Latino think-tank chief Harry Pachon dies
LOS ANGELES -- Harry Pachon, a scholar-activist who helped focus national attention on the needs and traits of a growing Latino population, particularly in politics and education, has died. He was 66.
Pachon, the longtime president of the Tomas Rivera Policy Institute, had been ill for several months and died Friday at Kindred Hospital in Ontario, Calif.
The cause was lung failure, said his son, Marc Pachon.
A Claremont, Calif., resident, Pachon had led the policy institute since 1993, when it operated at Claremont Graduate University as the Tomas Rivera Center.
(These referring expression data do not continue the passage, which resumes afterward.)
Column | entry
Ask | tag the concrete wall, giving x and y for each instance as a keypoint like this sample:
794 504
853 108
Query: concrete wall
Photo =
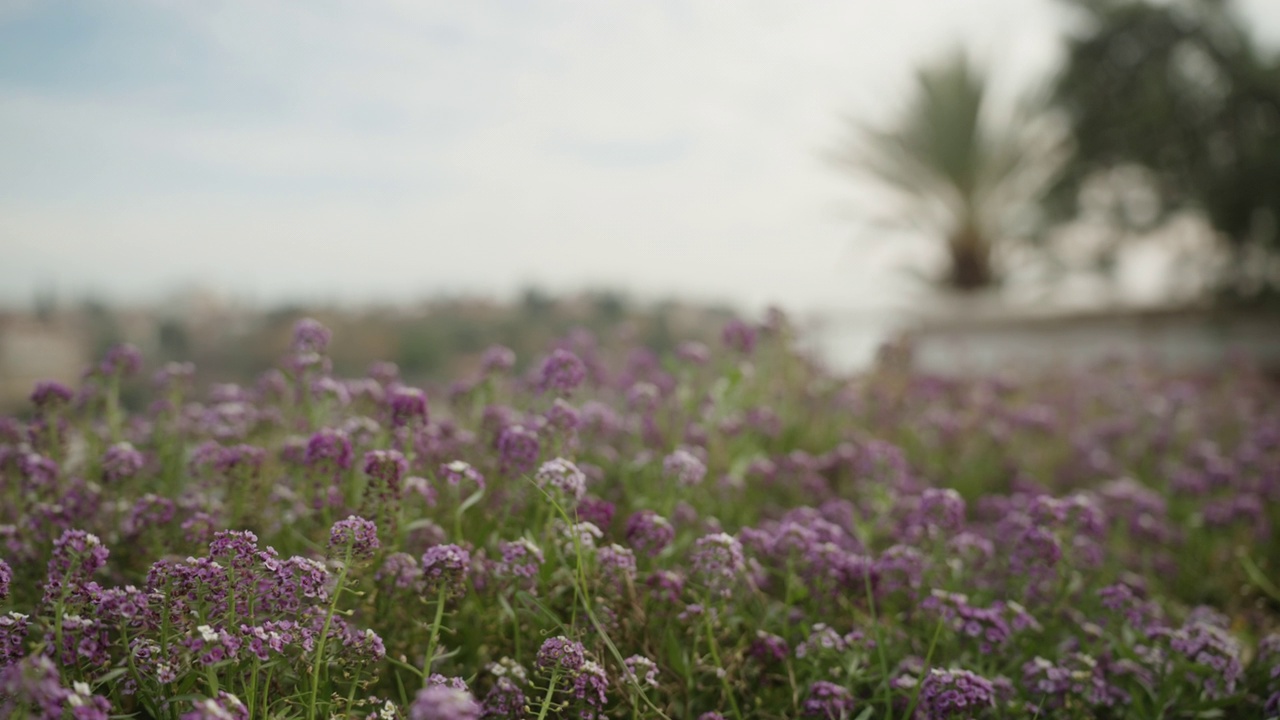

In 2003, it moved to the University of Southern California, where Pachon was a professor of public policy.
Under his leadership the institute expanded and sharpened its research mission, examining key questions at the heart of national debates involving Latinos, including bilingual education, welfare reform, immigration and political engagement.
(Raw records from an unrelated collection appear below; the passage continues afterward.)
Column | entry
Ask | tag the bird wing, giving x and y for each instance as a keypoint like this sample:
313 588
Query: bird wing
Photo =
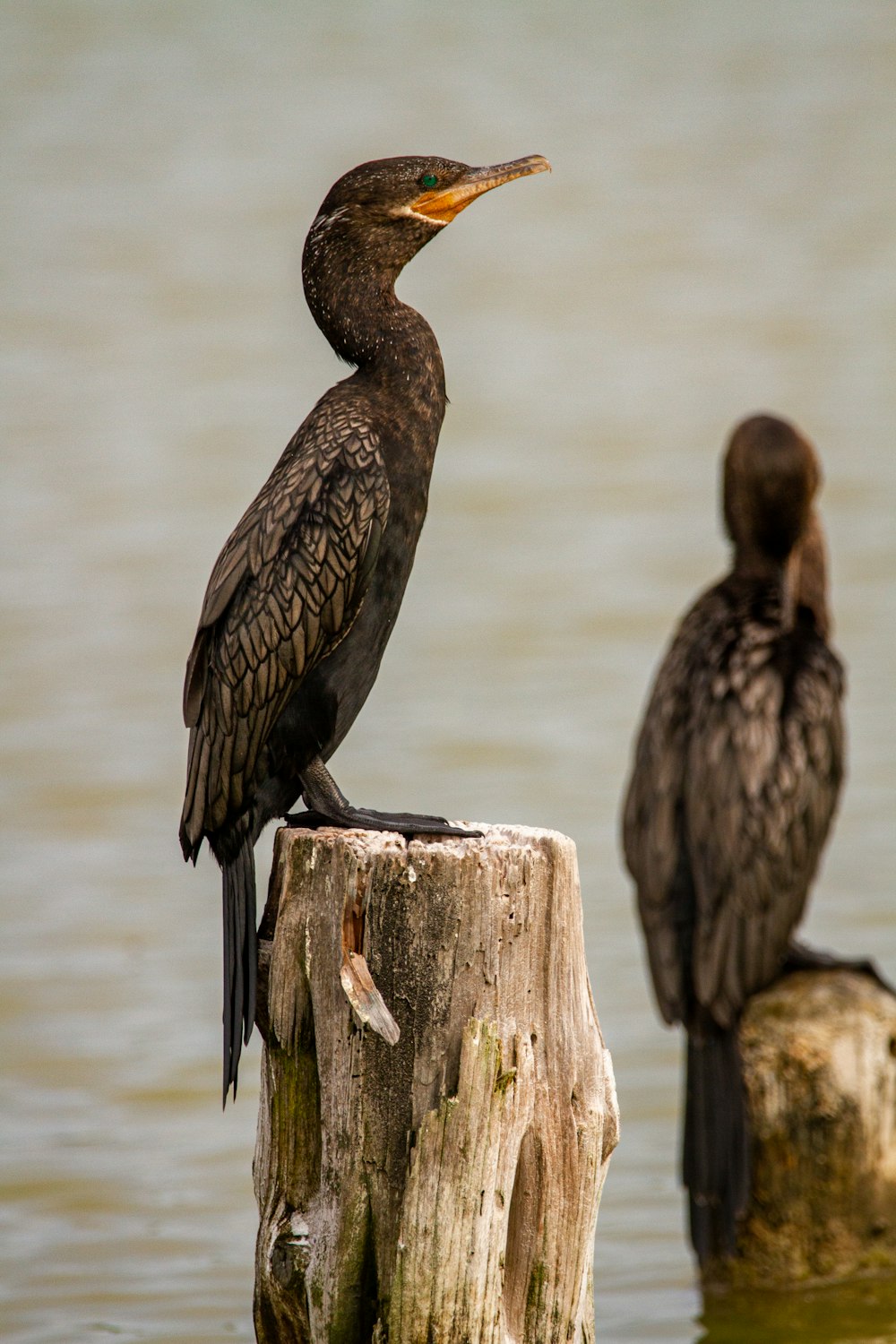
284 593
763 771
651 820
"Harry pretty much invented the idea of the Latino think-tank," said institute director Roberto Suro, who had founded the rival Pew Hispanic Center in Washington in 2001. "The targeted work he did was very original. He produced a lot of imitators, and I say that as one of them."
The son of Colombian immigrants, Pachon was born June 4, 1945, in Miami but spent much of his youth in Colombia. When he was 16, he returned to the United States and lived with a brother in Montebello, Calif., where he finished high school.
In addition to his son Marc, he is survived by his wife, Barbara; a daughter, Melissa; sons Nicholas and Andrew; and four grandchildren.